Читаем Записки случайно уцелевшего полностью

Не сговариваясь, мы с ним принялись бродить среди сугробов. Ночь была тихая, безветренная, и даже артиллерия, обычно бодрствующая под праздники, не1 подавала голоса. Безмолвие нарушал лишь мерный шум нашей электростанции, да время от времени из * жесткого вагона доносились приступы нестройного пения. После надоедливого звяканья линотипов и запаха разогретого свинца мне хотелось помолчать, послушать тишину, подумать, но Чаковский, как и положено человеку в новогоднюю ночь, был настроен философически и все время что-то говорил.

- ...И как обидно,- вдруг заставил он меня прислушаться к своим словам, - что после нашей победы немцы будут жить лучше нас...

После войны я не раз вспоминал эти его вещие слова.

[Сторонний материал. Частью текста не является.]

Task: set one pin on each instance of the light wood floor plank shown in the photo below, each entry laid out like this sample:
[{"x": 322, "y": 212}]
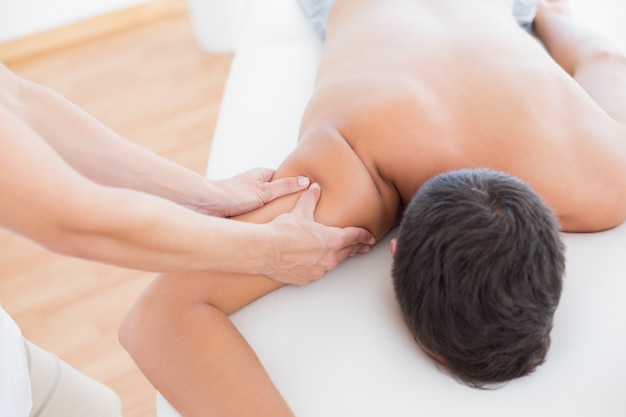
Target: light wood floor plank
[{"x": 154, "y": 86}]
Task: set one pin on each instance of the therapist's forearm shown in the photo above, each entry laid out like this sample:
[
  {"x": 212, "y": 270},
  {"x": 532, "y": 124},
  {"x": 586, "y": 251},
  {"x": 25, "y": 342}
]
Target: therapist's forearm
[
  {"x": 140, "y": 231},
  {"x": 102, "y": 155}
]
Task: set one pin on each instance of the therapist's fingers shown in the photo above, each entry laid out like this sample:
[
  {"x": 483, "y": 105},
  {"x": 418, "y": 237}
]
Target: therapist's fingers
[
  {"x": 307, "y": 250},
  {"x": 271, "y": 190}
]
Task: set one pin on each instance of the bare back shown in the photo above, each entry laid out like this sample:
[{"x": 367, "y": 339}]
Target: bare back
[{"x": 421, "y": 87}]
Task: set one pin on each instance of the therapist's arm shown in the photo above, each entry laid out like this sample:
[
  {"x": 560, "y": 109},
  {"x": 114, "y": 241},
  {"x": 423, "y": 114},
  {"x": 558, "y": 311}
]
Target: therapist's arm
[
  {"x": 179, "y": 333},
  {"x": 62, "y": 194},
  {"x": 100, "y": 154}
]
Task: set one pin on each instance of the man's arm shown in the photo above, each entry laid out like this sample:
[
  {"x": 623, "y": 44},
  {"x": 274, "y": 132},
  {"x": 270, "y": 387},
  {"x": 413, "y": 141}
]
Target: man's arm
[
  {"x": 75, "y": 187},
  {"x": 179, "y": 333}
]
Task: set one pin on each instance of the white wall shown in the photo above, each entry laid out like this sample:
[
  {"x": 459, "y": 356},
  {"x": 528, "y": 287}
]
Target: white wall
[{"x": 25, "y": 17}]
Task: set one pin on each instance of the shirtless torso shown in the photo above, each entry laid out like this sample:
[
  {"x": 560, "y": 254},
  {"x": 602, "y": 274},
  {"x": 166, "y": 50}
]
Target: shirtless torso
[
  {"x": 406, "y": 89},
  {"x": 430, "y": 87}
]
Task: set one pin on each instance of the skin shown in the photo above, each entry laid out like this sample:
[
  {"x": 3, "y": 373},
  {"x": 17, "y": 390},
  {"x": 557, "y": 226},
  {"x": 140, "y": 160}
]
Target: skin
[
  {"x": 77, "y": 188},
  {"x": 430, "y": 86}
]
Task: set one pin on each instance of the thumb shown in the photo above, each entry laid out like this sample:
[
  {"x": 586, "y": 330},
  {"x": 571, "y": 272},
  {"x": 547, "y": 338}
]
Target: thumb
[{"x": 308, "y": 201}]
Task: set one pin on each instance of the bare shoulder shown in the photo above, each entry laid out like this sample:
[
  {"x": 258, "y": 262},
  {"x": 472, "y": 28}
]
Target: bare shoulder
[{"x": 352, "y": 195}]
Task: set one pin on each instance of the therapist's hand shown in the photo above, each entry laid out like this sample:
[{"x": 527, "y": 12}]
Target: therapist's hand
[
  {"x": 307, "y": 249},
  {"x": 251, "y": 190}
]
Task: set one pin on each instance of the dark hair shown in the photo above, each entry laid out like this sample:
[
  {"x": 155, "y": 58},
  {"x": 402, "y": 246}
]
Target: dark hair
[{"x": 478, "y": 273}]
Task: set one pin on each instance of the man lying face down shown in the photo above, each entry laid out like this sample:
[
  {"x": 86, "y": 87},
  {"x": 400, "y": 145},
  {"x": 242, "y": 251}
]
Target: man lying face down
[{"x": 519, "y": 140}]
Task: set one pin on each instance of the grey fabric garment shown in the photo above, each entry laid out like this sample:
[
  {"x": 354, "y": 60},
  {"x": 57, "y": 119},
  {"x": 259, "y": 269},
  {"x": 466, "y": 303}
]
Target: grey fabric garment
[{"x": 316, "y": 11}]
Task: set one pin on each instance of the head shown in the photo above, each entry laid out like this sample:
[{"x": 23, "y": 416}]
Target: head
[{"x": 478, "y": 269}]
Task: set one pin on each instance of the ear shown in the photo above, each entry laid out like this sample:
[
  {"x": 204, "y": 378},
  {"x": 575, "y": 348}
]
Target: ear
[{"x": 392, "y": 246}]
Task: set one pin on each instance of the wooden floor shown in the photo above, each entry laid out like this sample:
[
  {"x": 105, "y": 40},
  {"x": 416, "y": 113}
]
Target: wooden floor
[{"x": 155, "y": 87}]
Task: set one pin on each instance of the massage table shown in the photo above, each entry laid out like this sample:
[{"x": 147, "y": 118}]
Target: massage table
[{"x": 339, "y": 347}]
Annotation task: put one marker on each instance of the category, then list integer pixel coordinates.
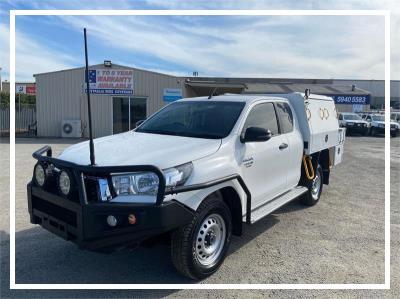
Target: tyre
(373, 132)
(199, 248)
(314, 189)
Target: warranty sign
(115, 81)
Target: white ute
(227, 160)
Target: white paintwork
(132, 148)
(273, 171)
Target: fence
(24, 116)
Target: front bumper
(357, 128)
(81, 219)
(86, 225)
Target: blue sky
(310, 47)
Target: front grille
(55, 211)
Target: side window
(262, 116)
(285, 117)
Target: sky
(348, 47)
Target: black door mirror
(256, 134)
(139, 122)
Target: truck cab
(198, 169)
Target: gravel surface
(340, 240)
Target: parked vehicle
(395, 116)
(197, 169)
(353, 123)
(377, 125)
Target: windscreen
(351, 117)
(200, 119)
(378, 118)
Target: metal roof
(325, 89)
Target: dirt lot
(341, 240)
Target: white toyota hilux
(197, 170)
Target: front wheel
(199, 248)
(314, 189)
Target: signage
(20, 88)
(357, 108)
(114, 81)
(31, 89)
(351, 99)
(172, 94)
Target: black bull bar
(79, 221)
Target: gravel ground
(340, 240)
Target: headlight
(178, 175)
(64, 182)
(39, 175)
(140, 183)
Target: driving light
(111, 221)
(40, 175)
(178, 175)
(139, 183)
(64, 182)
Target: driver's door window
(263, 163)
(263, 116)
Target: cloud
(342, 47)
(32, 58)
(268, 46)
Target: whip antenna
(91, 145)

В ту ночь наш часовой, стоявший у крайнего вагона, подвергся неожиданной проверке на бдительность. Да, да, именно так. Не кто иной, как Ломонос, пытался, пользуясь темнотой, незаметно подобраться к стоящему на посту бойцу и... Каковы были дальнейшие намерения его, не совсем понятно, но факт тот, что вовремя обнаруженный часовым смершевец не реагировал на предупреждающий окрик и даже стал по-дурацки задираться, норовя схватить часового за руку. Однако тот, сразу ощутив исходящий от смершевца сильный запах винного перегара, не будь дурак, выстрелил в воздух.

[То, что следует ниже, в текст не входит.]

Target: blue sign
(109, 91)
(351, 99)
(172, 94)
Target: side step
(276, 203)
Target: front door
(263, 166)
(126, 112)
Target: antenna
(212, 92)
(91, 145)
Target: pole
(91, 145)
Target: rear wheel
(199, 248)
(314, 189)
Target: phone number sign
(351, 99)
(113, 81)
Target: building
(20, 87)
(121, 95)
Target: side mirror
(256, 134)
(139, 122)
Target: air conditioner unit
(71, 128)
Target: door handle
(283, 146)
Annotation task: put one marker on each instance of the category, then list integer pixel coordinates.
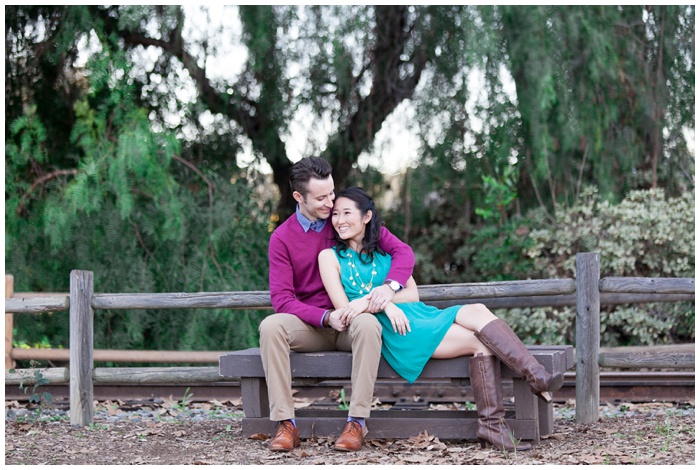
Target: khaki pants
(280, 333)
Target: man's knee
(366, 324)
(271, 325)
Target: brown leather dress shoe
(352, 437)
(286, 439)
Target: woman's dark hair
(363, 201)
(306, 169)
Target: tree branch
(41, 181)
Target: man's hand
(398, 319)
(335, 321)
(352, 310)
(379, 298)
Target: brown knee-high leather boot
(485, 378)
(505, 344)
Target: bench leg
(526, 407)
(546, 412)
(256, 403)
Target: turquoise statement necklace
(355, 279)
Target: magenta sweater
(295, 280)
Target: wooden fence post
(81, 347)
(9, 322)
(587, 337)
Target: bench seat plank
(530, 419)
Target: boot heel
(544, 396)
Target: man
(305, 319)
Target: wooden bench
(530, 419)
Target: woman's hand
(379, 298)
(353, 309)
(398, 319)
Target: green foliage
(140, 216)
(646, 235)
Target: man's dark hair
(306, 169)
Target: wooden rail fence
(588, 291)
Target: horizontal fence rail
(587, 293)
(648, 285)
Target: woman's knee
(475, 316)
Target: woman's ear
(368, 216)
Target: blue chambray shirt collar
(306, 224)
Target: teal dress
(407, 355)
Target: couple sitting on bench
(324, 280)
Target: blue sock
(361, 421)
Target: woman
(414, 332)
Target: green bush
(646, 235)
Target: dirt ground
(652, 433)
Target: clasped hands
(379, 299)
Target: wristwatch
(395, 286)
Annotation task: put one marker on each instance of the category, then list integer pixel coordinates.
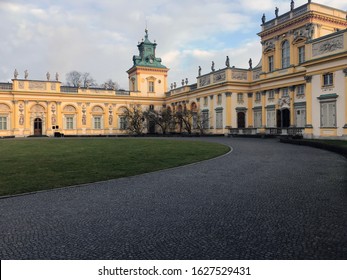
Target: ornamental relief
(328, 46)
(69, 108)
(238, 75)
(4, 107)
(218, 77)
(37, 85)
(204, 81)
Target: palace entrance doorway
(38, 127)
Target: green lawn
(35, 164)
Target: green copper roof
(146, 55)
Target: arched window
(285, 54)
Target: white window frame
(328, 114)
(97, 122)
(285, 54)
(219, 119)
(4, 122)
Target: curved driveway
(265, 200)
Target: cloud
(101, 36)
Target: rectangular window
(205, 101)
(205, 120)
(151, 86)
(257, 119)
(328, 79)
(300, 117)
(271, 63)
(240, 97)
(328, 114)
(301, 90)
(219, 119)
(301, 51)
(219, 99)
(69, 122)
(271, 118)
(3, 123)
(97, 122)
(123, 123)
(285, 92)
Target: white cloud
(100, 36)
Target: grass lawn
(36, 164)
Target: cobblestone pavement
(265, 200)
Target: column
(308, 127)
(212, 113)
(14, 119)
(292, 111)
(250, 110)
(263, 110)
(345, 126)
(228, 110)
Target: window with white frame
(271, 63)
(97, 122)
(328, 79)
(205, 101)
(257, 118)
(3, 123)
(240, 97)
(300, 90)
(285, 92)
(69, 122)
(301, 53)
(328, 114)
(219, 99)
(300, 117)
(219, 119)
(123, 123)
(271, 118)
(150, 86)
(205, 119)
(285, 54)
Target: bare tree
(110, 84)
(77, 79)
(164, 118)
(135, 119)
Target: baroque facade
(299, 87)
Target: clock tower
(147, 76)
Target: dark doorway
(283, 118)
(37, 127)
(241, 120)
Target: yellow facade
(298, 87)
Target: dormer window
(285, 54)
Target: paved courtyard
(264, 200)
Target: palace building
(298, 88)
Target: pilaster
(250, 110)
(291, 95)
(309, 127)
(228, 110)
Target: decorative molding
(238, 75)
(219, 77)
(327, 46)
(308, 79)
(37, 85)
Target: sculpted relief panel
(327, 46)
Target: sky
(101, 36)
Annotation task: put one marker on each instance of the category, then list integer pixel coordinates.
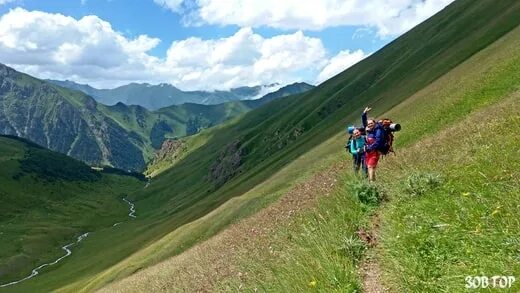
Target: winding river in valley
(67, 249)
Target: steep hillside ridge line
(125, 137)
(273, 137)
(458, 77)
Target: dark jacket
(377, 133)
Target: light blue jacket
(357, 143)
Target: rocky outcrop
(227, 164)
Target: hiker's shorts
(371, 159)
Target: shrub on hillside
(352, 247)
(418, 184)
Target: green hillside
(154, 97)
(48, 199)
(126, 137)
(231, 171)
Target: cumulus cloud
(88, 50)
(339, 63)
(389, 17)
(57, 46)
(174, 5)
(244, 58)
(2, 2)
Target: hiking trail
(67, 250)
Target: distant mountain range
(154, 97)
(126, 137)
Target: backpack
(349, 142)
(387, 147)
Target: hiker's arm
(353, 150)
(364, 116)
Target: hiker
(374, 141)
(357, 149)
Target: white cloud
(173, 5)
(244, 58)
(88, 50)
(2, 2)
(57, 46)
(389, 17)
(339, 63)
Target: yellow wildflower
(312, 284)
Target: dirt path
(67, 250)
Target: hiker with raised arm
(375, 140)
(356, 146)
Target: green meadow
(445, 202)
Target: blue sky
(199, 44)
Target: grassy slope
(462, 128)
(473, 111)
(41, 215)
(272, 137)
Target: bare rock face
(227, 164)
(170, 150)
(69, 123)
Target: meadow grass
(41, 214)
(283, 133)
(453, 195)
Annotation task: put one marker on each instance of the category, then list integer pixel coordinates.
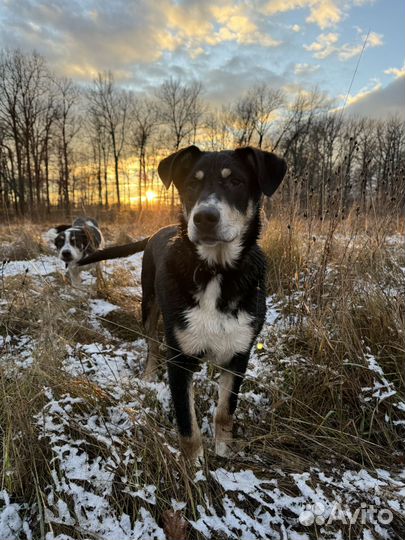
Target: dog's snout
(206, 218)
(66, 255)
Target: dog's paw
(199, 459)
(222, 449)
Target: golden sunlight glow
(150, 196)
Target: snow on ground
(255, 504)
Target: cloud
(324, 46)
(302, 70)
(379, 102)
(397, 72)
(324, 13)
(82, 36)
(327, 44)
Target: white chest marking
(211, 331)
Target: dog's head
(71, 242)
(220, 191)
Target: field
(89, 450)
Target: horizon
(293, 45)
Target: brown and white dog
(75, 242)
(206, 278)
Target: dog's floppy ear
(269, 168)
(53, 233)
(177, 165)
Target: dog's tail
(115, 252)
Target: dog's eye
(235, 181)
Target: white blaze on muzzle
(225, 243)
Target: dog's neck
(224, 256)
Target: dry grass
(338, 286)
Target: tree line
(63, 144)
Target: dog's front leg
(180, 370)
(229, 384)
(74, 276)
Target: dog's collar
(202, 269)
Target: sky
(228, 45)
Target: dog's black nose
(66, 255)
(206, 218)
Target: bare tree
(111, 106)
(144, 118)
(267, 101)
(180, 109)
(67, 126)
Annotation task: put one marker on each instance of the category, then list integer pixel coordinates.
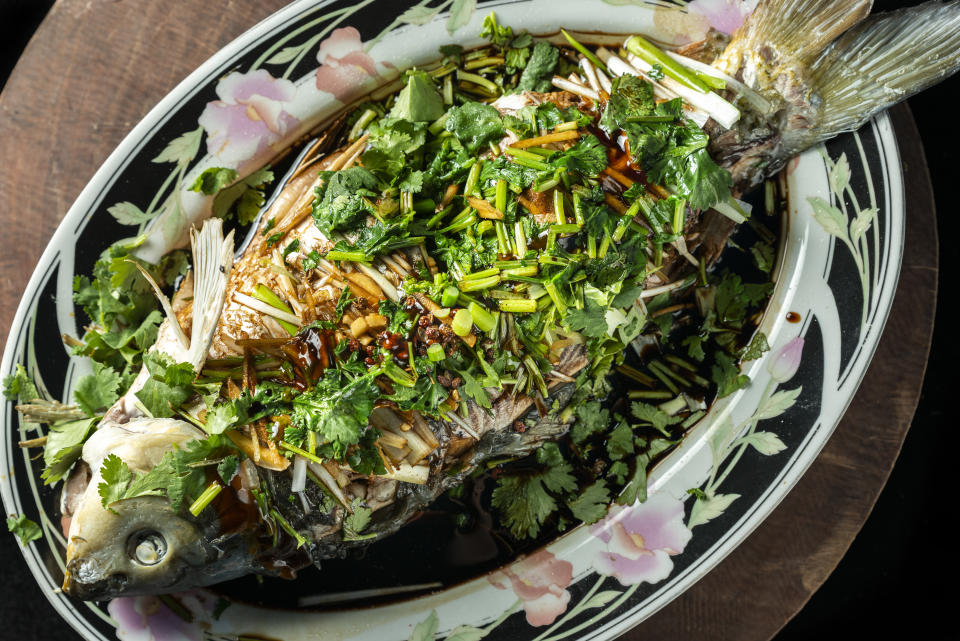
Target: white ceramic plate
(837, 270)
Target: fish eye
(147, 547)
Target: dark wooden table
(93, 69)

В тот хотя и поздний уже час никто еще не ложился, и на выстрел сбежался чуть ли не весь поезд. То, что Ломонос мертвецки пьян и потому наскакивает на часового, ни у кого не вызвало ни малейшего сомнения. Это сразу стало ясно каждому даже в темноте. Неясно осталось другое: кто ударил Ломоноса первым. Но били его шумно, дружно и жестоко, били долго, пока он не вырвался из кольца обступивших его людей и не побежал прочь, по-заячьи петляя среди сугробов, провожаемый громким улюлюканьем.

Утром Ломонос исчез. Весь наш вагон был уверен, что он подал рапорт о переводе в другое хозяйство и после испытанного позора больше у нас не появится. Но не тут-то было. Через несколько дней он объявился и, как ни в чем не бывало, стал опять приглашать «личный состав» в свое купе на таинственные собеседования. И опять по вечерам он запирался в одиночестве, чтобы через какое-то время запеть нетвердым голосом «По долинам и по взгорьям...».

Да, теперь было ясно: он пил, пил регулярно, пил, как говорится, по-черному, причем обязательно взаперти, обязательно в одиночку. Чтобы, не дай Бог, не проболтаться о чем-нибудь, не разгласить «в состоянии алкогольного опьянения» секреты, которые доверила ему Родина.

При всей моей ненависти к Ломоносу я с нетерпением ждал вызова к нему. В том, что смершевец будет и меня вербовать в осведомители, сомневаться не приходилось. В сущности, кроме редактора и парочки его наушников, да еще, конечно, самого Ломоноса, я совершенно искренне приятельствовал в газете со всеми. А именно такие осведомители предпочтительны для органов. Ну, а раз так, то мне хотелось, чтобы Ломонос вызвал меня раньше, а не позже.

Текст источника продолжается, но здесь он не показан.